Se llamaba Jade Goody y tenía cáncer terminal. Sin duda una tragedia para todo su entorno familiar. Y murió. Pero no murió en el anonimato como lo hace la inmensa mayoría de mujeres que sufren el mismo mal. No, ella no murió así. Murió rodeada de cámaras y a través de esas cámaras, de cientos de miles de personas que no la conocían de nada pero que en ese momento la idolatraban y que probablemente dentro de pocos días no se acordarán de ella.
Era una venta de su vida, de su tragedia, de su cáncer. Dicen ahora que fue una llamada de atención a todas las mujeres que pueden sufrir la misma enfermedad. Y en su país natal, incluso los políticos de esa misma nación, aseguran que gracias a ella muchas mujeres han dado el paso decisivo para prevenir esa misma tragedia.
Pero no nos dejemos engañar. Porque si bien la muerte de Jade Goody, su muerte en directo, tras su boda en directo, su sufrimiento en directo (todo ello previo pago, naturalmente) ha llevado a muchas mujeres inglesas a la consulta preventiva, no debemos olvidar quien era Jade Goody.
Jade, mucho antes de caer enferma, ya era una estrella de la televisión británica, del "reality show" del gran hermano en su país, vendiendo sus intimidades por dinero. Un polvo aquí, otro por allá, insultos, menosprecios, odios y demás cosas que traen esos programas que no hacen otra cosa que vender lo más ruin del ser humano.
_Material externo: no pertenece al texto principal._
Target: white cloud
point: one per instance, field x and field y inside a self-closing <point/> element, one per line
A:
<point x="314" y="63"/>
Y digo ruin no por lo que los seres humanos hacemos, porque ni el sexo ni los odios, ni nada de eso, ni muchas otras cosas mas son ruines; lo realmente ruin es venderlo por dinero.
Será que somos tan frágiles que tenemos que recurrir al vil metal, bueno ahora más bien al vil papel.
Pero no quiero que nadie se confunda. Porque yo siento la muerte de Jade, a esa edad, con toda la vida por delante con sus hijos. También soy madre y me imagino el vacío de su familia.
Pero que nadie se confunda. Porque creo que no debemos vender nuestras vidas, y menos aún nuestra muerte por algo tan vil como el papel.
Se que la vida del ser humano es frágil, es una vida de cristal, pero no puede ser tan frágil que se deje romper por algo todavía más frágil, como lo es el papel.